ねこきちくんは、将棋連盟の将棋教室に、1月に入会して、1月は全勝、2月も全勝、しかし、3月に入り足踏みしている。1週目は、2勝1敗で、2週目は、2勝2敗。
 4月の第1週も2勝2敗だった。
 ねこきちくんは、近所のご老人や子供が集まる地域の将棋サロンに向かった。日曜日の2週目だけ開かれている。子供は無料で将棋が指せる。ちょっと無理をして付き添った。おじいさんと子供が半々だった。

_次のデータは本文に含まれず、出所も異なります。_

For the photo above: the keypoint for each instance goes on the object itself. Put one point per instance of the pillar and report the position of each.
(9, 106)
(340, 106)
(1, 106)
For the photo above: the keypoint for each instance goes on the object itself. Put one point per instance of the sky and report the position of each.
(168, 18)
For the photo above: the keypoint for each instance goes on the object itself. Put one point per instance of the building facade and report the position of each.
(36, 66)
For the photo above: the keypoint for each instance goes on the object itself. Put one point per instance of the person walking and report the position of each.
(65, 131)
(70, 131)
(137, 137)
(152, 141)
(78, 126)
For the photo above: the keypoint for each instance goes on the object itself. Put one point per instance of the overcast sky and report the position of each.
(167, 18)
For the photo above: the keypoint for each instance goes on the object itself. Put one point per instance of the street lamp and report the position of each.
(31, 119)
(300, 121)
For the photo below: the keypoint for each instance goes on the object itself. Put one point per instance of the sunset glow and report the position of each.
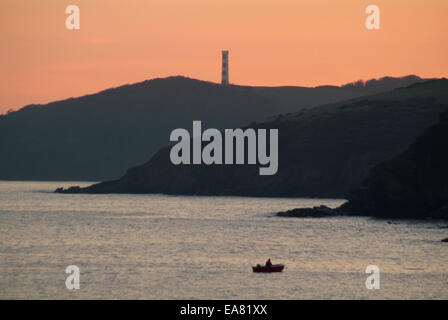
(272, 43)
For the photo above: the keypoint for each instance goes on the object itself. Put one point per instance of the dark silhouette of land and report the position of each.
(99, 136)
(413, 184)
(324, 151)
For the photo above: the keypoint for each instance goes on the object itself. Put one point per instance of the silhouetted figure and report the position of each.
(269, 263)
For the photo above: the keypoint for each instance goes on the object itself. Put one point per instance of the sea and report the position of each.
(128, 246)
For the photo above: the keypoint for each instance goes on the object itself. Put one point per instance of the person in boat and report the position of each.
(269, 263)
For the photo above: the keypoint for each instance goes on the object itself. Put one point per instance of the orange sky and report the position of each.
(275, 42)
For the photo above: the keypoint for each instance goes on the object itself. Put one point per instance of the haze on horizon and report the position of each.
(271, 43)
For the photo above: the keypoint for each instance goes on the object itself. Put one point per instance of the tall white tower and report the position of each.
(225, 67)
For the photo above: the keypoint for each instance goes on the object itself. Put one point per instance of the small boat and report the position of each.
(273, 268)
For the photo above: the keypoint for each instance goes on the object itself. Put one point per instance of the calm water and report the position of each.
(168, 247)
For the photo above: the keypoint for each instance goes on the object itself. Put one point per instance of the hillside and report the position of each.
(413, 184)
(323, 152)
(98, 136)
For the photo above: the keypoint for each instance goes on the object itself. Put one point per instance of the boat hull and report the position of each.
(273, 268)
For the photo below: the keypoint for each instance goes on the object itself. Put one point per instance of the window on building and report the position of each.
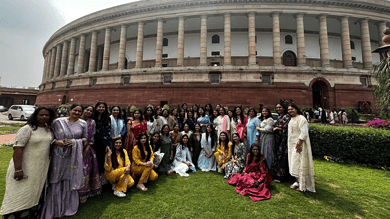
(126, 80)
(69, 84)
(93, 81)
(165, 42)
(288, 39)
(215, 78)
(363, 80)
(215, 39)
(352, 45)
(266, 79)
(167, 79)
(215, 53)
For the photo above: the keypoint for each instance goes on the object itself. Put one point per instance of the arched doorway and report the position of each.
(289, 58)
(320, 94)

 ねこきちくんは、別の小学校から来た5年生の5人組と対戦した。ほとんど、圧勝した。将棋は年齢に関係なく勝ち負けがはっきりするところがいい。2年生なったばかりのねこきちくんが5年生たちに勝ち続ける。最後に5人組の一人が「こいつはうちの学校で最強なんだぜ」と言った相手と指す。ねこきちくんはまたも勝つ。
 一方、奥では、子供と指さずに、大人としか指さない子供もいる。かなり手ごわそうだ。あとで聞いた話だが、将棋のプロの養成機関「奨励会」を今年受けるそうだ。アマチュアで四段くらいの棋力がないと受からない世界である。
その日は、ねこきちくんは気分のいいまま、将棋サロンを去った。
 私は帰宅して休んだ後、読みかけの『〈銀の匙〉の国語授業』(橋本武)を手に取った。名門の灘中学では、中学3年かけて、中勘助の『銀の匙』を横道に入りながら、ゆっくり読み進める授業があるらしい。「勉強は入試のためにあるのではない」東大合格者1位になったことのある灘の先生の言葉。学ぶための力の背骨である国語の基礎力を涵養するために実践してきた。その根源は「書くこと」だと説く。
 今は、「書くこと」は困難だが、首がましになったら、やはり読んで書くことを続けていきたい。